Tsoutsouras is an area teeming with energy, myths, and folk narratives including tales about dragons, wild beasts, illegal excavations, and modern fantasy stories. In ancient Inatos, Eileithyia, the goddess of childbirth, was worshipped. Visitors can explore the cave where this goddess was worshipped for centuries, and where numerous offerings have been found, showcasing the sanctuary’s global influence. In recent years, this cave has garnered attention, making Tsoutsouras well-known throughout Greece. There have been reports of the American army confiscating objects of Minoan technological advancements from the cave and surrounding area for their own knowledge.

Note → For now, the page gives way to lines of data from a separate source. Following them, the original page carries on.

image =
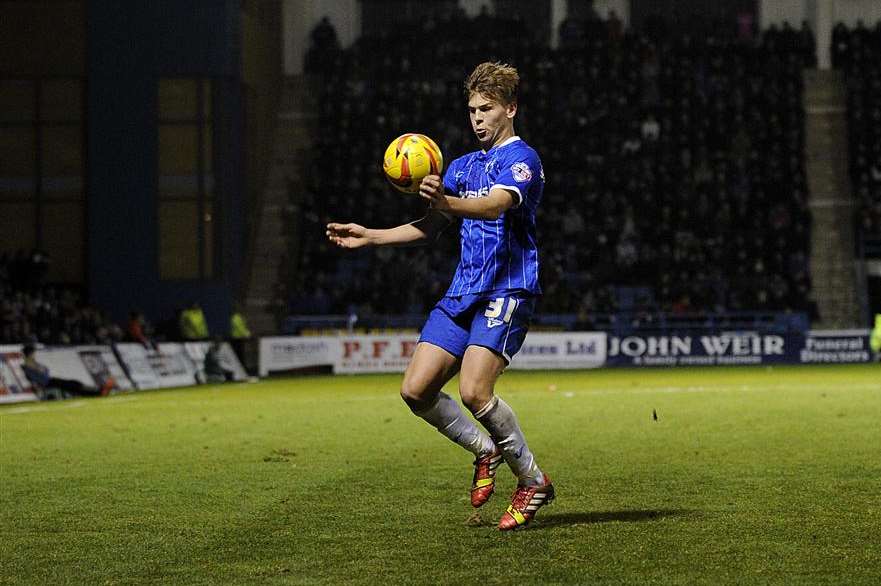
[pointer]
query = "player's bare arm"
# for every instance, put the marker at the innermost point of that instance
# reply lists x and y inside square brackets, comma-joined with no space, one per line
[422,231]
[480,208]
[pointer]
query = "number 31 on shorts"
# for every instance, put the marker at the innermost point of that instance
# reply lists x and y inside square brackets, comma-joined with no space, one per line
[494,310]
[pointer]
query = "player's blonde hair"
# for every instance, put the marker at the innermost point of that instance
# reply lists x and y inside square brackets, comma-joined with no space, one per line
[494,80]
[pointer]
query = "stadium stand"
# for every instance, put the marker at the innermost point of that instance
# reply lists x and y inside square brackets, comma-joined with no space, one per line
[32,310]
[857,52]
[675,171]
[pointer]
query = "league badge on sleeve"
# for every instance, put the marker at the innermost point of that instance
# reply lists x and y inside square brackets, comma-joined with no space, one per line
[521,172]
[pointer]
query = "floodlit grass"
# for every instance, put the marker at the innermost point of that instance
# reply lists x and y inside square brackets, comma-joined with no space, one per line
[747,476]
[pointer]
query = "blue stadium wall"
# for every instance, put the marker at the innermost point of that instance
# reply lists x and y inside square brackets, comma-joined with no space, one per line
[131,45]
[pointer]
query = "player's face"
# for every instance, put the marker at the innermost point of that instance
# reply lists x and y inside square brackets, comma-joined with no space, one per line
[491,122]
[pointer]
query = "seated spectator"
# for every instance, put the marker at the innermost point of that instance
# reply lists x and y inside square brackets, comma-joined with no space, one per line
[138,329]
[48,386]
[216,370]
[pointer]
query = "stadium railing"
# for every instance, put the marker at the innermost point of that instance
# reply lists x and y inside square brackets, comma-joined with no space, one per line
[620,323]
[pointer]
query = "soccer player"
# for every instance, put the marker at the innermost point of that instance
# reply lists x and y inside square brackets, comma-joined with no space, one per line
[482,320]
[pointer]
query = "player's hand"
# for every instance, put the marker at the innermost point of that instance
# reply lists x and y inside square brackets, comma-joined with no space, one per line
[347,235]
[432,189]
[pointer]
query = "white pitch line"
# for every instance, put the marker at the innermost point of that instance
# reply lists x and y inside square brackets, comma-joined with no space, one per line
[39,408]
[718,388]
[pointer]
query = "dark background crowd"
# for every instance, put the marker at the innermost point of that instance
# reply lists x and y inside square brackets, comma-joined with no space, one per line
[857,52]
[674,165]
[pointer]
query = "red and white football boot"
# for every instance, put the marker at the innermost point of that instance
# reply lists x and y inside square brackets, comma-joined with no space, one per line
[525,502]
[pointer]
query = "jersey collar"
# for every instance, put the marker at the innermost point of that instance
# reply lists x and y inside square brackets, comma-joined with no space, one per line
[505,142]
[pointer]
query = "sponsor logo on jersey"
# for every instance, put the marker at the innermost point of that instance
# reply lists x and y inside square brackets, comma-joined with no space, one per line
[521,171]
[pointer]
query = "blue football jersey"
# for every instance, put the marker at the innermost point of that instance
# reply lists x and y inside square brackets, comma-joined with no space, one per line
[502,254]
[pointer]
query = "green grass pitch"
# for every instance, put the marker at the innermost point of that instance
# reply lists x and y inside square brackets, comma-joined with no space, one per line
[748,475]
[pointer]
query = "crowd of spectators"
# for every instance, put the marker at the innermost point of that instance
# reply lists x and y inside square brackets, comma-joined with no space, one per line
[674,166]
[857,51]
[31,310]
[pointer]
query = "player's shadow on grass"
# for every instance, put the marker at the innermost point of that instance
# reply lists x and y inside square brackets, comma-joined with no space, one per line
[549,520]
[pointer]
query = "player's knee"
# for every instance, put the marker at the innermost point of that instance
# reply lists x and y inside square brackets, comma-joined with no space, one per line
[414,396]
[474,398]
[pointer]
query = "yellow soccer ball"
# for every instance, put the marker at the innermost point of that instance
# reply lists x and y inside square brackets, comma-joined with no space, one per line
[409,158]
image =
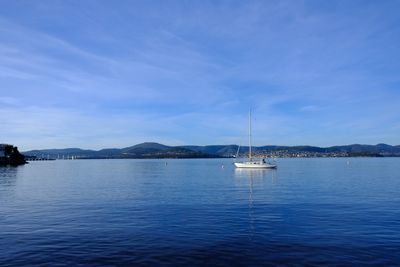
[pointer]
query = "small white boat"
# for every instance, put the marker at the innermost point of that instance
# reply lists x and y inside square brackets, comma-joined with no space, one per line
[252,163]
[255,164]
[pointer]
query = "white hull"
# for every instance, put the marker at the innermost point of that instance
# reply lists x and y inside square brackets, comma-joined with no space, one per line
[254,165]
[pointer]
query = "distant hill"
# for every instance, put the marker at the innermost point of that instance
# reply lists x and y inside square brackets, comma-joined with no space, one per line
[156,150]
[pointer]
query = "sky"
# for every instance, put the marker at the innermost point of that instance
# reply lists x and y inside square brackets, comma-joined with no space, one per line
[99,73]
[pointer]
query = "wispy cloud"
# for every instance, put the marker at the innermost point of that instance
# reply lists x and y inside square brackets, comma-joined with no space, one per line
[187,73]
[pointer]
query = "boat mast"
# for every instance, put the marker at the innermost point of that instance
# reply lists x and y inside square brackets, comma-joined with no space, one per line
[250,134]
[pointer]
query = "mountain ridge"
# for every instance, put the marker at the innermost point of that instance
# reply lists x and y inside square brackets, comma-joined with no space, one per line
[157,150]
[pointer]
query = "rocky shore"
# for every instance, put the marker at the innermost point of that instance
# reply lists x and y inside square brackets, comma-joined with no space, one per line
[9,155]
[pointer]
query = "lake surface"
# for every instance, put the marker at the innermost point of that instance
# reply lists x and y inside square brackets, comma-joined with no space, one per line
[331,212]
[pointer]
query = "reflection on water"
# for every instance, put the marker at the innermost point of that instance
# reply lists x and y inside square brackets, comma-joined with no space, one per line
[8,175]
[255,179]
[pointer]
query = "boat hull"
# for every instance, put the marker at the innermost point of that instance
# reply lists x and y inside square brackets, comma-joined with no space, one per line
[254,165]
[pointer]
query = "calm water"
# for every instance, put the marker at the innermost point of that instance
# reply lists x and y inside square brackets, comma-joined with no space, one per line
[194,212]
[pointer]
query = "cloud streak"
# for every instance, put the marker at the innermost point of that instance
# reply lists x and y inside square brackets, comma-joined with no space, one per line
[314,73]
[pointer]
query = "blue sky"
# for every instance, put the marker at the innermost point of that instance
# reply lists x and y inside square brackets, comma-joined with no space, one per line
[97,74]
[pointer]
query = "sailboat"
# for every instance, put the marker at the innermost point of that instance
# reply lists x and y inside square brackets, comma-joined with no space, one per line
[251,162]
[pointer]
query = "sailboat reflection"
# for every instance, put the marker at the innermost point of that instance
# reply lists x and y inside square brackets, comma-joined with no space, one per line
[256,179]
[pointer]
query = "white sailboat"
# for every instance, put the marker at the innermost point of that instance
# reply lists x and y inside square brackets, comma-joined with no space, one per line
[251,162]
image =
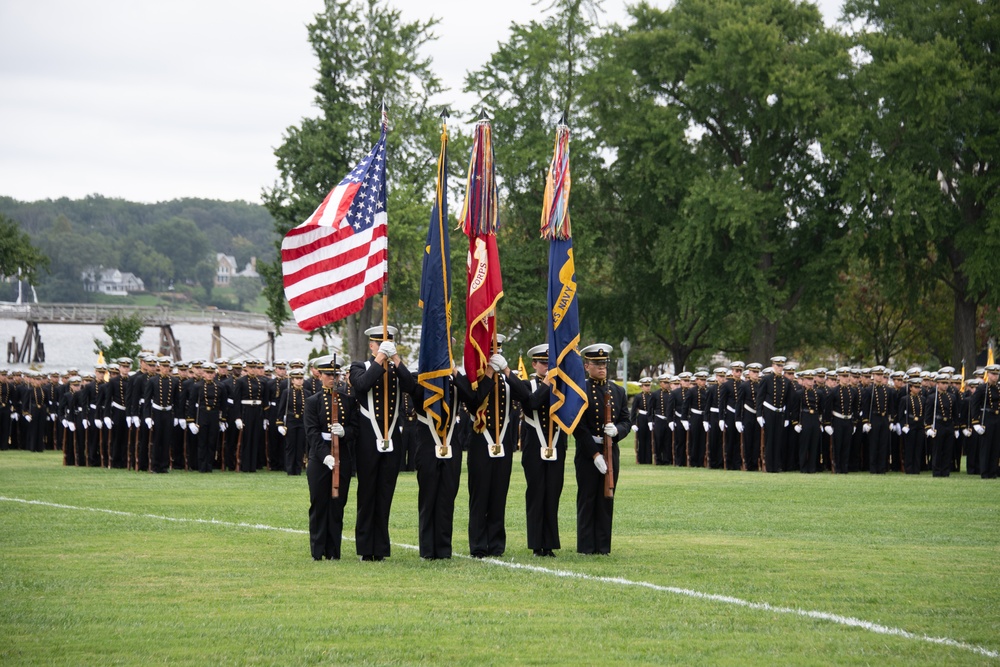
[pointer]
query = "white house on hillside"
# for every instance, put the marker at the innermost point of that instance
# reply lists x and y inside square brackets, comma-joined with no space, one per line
[111,281]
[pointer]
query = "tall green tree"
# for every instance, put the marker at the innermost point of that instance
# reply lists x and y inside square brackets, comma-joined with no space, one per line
[528,84]
[124,332]
[758,84]
[18,256]
[924,177]
[367,55]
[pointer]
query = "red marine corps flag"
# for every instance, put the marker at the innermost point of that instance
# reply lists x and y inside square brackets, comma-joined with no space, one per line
[479,222]
[335,260]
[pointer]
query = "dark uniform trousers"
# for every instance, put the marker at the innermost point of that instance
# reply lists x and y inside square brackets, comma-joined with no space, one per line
[489,476]
[377,468]
[594,512]
[986,413]
[326,513]
[544,477]
[911,418]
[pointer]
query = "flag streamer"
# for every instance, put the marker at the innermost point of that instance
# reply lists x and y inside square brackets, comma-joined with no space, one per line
[436,359]
[485,283]
[569,394]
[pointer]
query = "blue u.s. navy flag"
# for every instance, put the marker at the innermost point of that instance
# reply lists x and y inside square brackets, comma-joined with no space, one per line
[435,362]
[569,394]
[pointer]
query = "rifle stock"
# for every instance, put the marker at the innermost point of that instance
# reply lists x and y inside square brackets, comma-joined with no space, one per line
[609,476]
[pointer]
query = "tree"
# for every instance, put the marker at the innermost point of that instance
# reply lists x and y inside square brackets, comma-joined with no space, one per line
[529,83]
[18,257]
[758,85]
[245,289]
[125,331]
[367,55]
[924,178]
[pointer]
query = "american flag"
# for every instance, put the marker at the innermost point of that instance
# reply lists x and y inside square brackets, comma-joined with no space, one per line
[337,258]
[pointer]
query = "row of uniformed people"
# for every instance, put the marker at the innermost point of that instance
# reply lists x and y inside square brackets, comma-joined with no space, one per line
[778,419]
[481,422]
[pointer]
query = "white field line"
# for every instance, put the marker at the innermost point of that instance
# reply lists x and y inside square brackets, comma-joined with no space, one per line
[848,621]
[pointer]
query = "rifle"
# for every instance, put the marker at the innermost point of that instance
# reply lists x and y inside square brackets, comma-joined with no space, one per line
[335,444]
[609,476]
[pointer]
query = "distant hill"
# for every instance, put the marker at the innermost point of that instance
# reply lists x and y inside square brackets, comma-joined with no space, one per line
[166,243]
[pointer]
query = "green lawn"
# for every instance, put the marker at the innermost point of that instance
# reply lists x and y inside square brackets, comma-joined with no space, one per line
[913,554]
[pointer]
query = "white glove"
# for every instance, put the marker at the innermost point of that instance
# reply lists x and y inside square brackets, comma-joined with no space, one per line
[498,363]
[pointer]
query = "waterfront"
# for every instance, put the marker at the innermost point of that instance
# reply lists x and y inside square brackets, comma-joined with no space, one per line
[72,345]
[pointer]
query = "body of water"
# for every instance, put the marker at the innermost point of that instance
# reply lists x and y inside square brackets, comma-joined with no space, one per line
[72,345]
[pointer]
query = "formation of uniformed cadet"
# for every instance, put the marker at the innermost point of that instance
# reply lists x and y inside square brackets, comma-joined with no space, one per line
[329,414]
[594,510]
[378,384]
[642,424]
[543,457]
[490,454]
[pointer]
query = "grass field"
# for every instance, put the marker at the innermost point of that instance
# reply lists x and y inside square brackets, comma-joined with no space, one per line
[707,567]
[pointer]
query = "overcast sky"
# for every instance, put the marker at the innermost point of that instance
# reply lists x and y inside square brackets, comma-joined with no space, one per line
[188,98]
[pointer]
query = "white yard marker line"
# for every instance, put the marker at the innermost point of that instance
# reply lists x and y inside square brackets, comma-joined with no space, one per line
[848,621]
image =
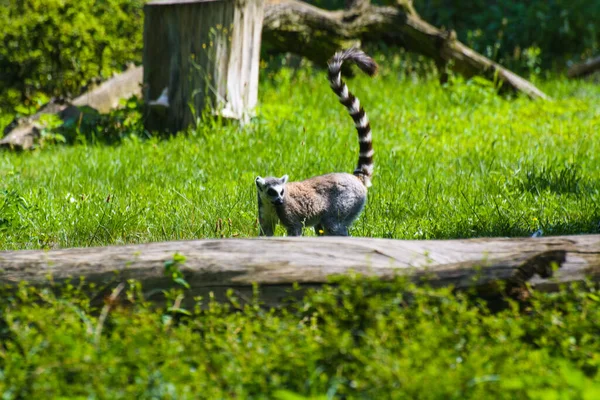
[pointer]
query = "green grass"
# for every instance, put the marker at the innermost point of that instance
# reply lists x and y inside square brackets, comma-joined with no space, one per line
[450,162]
[359,340]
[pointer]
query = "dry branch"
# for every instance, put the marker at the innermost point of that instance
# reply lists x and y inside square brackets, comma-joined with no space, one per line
[584,69]
[294,26]
[276,263]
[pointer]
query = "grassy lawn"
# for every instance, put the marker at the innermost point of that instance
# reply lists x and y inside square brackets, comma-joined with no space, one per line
[450,162]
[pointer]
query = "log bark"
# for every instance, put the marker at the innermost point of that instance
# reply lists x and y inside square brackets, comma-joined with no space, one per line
[198,54]
[22,134]
[584,69]
[297,27]
[277,263]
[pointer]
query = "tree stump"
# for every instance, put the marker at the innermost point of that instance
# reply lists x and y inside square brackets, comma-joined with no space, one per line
[199,54]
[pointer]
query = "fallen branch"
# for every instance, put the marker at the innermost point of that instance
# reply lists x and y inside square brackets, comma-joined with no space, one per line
[584,69]
[277,263]
[314,33]
[22,134]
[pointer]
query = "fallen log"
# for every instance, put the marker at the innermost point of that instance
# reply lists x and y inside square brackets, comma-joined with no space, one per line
[585,68]
[22,134]
[314,33]
[277,263]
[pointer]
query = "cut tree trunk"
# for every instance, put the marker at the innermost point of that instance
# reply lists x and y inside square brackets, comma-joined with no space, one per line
[200,53]
[314,33]
[289,26]
[584,69]
[277,263]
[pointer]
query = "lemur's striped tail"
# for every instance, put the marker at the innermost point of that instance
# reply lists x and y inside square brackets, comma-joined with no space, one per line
[364,169]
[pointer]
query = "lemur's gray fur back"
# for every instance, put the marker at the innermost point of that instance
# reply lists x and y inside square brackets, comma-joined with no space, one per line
[332,202]
[364,168]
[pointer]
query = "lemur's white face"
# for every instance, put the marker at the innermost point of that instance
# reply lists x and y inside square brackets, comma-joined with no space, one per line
[271,189]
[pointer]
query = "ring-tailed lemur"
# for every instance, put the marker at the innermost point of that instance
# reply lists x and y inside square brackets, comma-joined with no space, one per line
[329,202]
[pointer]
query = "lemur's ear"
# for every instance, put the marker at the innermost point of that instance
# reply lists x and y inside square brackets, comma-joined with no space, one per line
[260,182]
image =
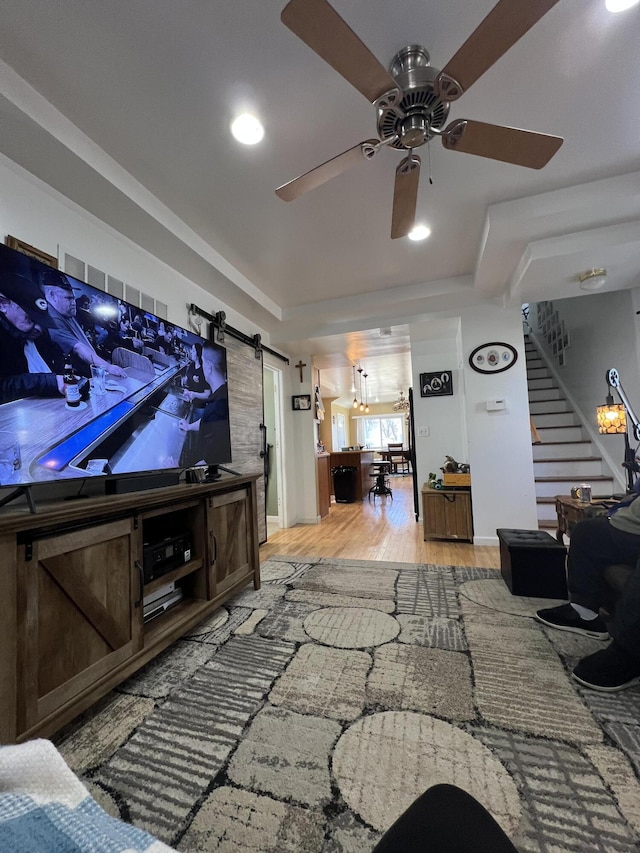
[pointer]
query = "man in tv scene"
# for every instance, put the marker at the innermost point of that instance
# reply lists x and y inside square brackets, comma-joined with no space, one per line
[67,332]
[31,364]
[211,430]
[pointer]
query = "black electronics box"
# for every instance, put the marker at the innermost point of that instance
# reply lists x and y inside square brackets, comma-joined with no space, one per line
[123,485]
[158,558]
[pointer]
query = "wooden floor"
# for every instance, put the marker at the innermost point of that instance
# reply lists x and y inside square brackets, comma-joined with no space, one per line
[384,530]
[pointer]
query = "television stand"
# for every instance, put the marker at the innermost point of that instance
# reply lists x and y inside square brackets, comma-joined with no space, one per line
[21,490]
[75,578]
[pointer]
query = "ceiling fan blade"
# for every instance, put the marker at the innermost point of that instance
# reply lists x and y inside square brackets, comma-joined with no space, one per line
[405,196]
[520,147]
[324,31]
[507,22]
[323,173]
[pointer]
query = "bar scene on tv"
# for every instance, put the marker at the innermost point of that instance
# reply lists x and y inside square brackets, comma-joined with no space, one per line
[91,385]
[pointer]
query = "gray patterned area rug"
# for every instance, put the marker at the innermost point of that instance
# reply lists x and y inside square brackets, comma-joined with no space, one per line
[306,716]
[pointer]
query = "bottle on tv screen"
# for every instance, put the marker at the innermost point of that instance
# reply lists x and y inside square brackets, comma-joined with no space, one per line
[91,385]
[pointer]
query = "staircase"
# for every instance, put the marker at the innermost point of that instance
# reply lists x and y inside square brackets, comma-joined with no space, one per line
[564,457]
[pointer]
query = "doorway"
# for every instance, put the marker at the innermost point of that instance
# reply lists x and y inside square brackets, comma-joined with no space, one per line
[274,474]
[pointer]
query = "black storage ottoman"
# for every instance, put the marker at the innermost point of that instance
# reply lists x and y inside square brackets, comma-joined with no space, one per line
[532,563]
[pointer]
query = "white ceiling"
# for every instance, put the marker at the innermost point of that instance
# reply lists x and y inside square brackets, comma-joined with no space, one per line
[125,108]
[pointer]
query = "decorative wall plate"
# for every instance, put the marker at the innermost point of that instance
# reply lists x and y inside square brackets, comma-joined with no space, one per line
[494,357]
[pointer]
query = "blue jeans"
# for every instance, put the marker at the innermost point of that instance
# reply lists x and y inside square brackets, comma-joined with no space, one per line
[596,544]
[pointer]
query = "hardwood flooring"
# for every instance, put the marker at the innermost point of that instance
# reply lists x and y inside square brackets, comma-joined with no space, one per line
[384,530]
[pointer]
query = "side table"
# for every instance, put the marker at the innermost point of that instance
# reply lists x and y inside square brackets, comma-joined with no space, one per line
[446,514]
[570,511]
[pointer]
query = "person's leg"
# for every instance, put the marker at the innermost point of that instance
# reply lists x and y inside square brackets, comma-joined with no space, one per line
[594,545]
[625,625]
[617,666]
[445,819]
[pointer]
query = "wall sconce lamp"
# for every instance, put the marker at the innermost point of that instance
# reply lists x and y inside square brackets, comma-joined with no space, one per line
[614,418]
[592,279]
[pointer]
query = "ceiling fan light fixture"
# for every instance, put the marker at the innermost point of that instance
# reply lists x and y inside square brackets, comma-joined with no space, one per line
[593,279]
[247,129]
[419,232]
[615,6]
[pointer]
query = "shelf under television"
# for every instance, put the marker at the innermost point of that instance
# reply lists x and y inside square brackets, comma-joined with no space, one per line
[173,575]
[178,614]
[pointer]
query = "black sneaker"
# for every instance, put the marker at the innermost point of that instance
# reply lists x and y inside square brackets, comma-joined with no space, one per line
[608,670]
[566,618]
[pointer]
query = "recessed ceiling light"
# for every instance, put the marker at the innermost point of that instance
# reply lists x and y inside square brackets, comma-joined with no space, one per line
[593,279]
[247,129]
[620,5]
[420,232]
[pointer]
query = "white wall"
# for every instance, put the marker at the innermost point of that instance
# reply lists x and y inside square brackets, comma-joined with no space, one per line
[301,450]
[435,346]
[37,214]
[497,445]
[503,488]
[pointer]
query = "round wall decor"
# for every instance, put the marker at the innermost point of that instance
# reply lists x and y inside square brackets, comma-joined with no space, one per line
[493,357]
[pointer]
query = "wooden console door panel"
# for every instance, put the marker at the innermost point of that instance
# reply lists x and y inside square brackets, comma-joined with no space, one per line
[231,538]
[78,614]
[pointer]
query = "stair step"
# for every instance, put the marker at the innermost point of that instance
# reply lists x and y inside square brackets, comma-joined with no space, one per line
[547,407]
[556,419]
[576,469]
[538,372]
[562,450]
[552,486]
[544,384]
[560,433]
[537,394]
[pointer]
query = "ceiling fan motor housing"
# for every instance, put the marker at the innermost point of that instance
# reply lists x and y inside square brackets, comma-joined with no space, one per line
[420,111]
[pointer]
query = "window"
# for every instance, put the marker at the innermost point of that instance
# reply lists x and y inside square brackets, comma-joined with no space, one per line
[377,431]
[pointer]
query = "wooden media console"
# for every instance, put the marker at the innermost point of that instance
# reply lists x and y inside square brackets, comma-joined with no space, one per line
[72,580]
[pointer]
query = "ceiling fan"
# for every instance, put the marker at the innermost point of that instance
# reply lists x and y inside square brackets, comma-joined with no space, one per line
[412,99]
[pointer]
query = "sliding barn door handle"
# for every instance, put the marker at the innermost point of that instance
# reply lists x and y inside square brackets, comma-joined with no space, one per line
[214,547]
[138,566]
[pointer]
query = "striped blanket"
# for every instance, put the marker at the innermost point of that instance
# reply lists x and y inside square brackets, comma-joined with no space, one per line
[44,808]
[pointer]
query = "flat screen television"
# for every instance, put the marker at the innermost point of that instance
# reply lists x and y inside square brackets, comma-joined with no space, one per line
[93,386]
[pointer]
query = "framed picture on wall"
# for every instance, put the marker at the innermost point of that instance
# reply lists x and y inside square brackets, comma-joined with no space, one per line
[31,251]
[301,402]
[436,384]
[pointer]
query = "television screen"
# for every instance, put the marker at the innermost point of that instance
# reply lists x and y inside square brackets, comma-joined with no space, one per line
[91,385]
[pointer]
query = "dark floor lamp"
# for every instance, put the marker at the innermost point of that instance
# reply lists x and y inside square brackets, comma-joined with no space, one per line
[613,418]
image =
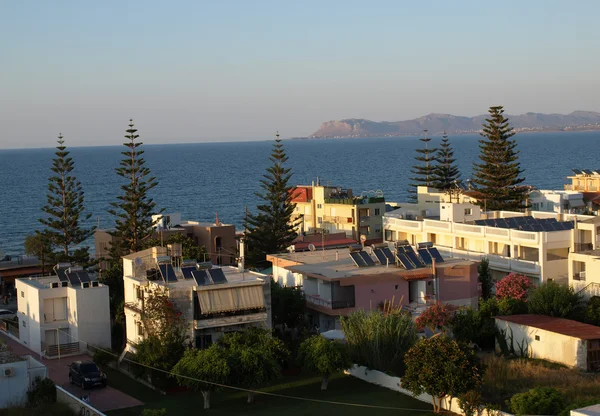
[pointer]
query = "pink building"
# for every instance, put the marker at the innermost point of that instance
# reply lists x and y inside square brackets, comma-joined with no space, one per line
[335,286]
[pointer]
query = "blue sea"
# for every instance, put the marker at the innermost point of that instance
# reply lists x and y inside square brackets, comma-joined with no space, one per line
[200,179]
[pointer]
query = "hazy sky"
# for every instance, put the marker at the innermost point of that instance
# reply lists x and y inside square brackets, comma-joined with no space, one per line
[191,71]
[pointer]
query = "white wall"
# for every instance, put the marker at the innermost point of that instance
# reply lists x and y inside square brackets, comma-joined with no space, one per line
[13,390]
[550,346]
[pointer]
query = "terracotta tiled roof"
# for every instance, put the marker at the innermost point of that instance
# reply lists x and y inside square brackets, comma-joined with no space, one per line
[557,325]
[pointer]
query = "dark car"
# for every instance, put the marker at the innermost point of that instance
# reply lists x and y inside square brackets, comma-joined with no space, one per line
[86,374]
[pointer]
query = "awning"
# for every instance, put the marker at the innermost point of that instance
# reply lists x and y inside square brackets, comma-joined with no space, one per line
[231,299]
[576,203]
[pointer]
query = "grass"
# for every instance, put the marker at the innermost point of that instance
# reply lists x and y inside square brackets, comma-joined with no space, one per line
[342,388]
[506,377]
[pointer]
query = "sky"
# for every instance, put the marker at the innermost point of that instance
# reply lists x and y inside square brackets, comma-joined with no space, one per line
[195,71]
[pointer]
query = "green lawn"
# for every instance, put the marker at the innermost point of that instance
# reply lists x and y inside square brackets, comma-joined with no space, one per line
[342,388]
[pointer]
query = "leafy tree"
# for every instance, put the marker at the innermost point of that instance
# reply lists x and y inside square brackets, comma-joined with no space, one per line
[424,171]
[538,401]
[324,357]
[513,286]
[287,305]
[134,208]
[65,211]
[165,335]
[254,358]
[485,278]
[40,246]
[379,339]
[439,367]
[498,176]
[209,365]
[436,317]
[592,311]
[445,172]
[272,229]
[556,300]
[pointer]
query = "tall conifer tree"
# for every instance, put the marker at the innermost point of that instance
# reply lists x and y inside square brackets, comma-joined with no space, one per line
[446,172]
[134,207]
[272,229]
[498,176]
[425,170]
[65,211]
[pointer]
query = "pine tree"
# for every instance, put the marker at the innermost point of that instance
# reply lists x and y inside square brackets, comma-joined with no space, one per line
[272,230]
[498,177]
[445,173]
[134,207]
[65,211]
[425,170]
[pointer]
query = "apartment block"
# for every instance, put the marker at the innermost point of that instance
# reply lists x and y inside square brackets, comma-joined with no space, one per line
[213,300]
[63,314]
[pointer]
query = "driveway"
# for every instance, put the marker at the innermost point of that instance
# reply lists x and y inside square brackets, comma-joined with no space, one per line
[103,399]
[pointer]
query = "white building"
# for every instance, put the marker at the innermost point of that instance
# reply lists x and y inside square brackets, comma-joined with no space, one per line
[62,314]
[560,202]
[559,340]
[213,301]
[536,244]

To the west of Tsoutsouras, two parallel mountains known as Zeus and Hera can be seen, which according to local tales, is where the king Asterion raised the sons of Zeus, Minos, Rhadamanthus, and Sarpedon, who later ruled Knossos, Phaistos, and Malia respectively. West of the harbour, in the Kerkelos area, remnants of ancient Inatos have been discovered. South of Kerkelos, the coast boasts unique karstic cave formations, including Drakospilia, where locals claim to have found a dragon skeleton. Despite the incredulity of this tale, numerous eyewitness accounts have left researchers puzzled. A Minoan settlement was also excavated in the Aliori area, located at the eastern end of the beach.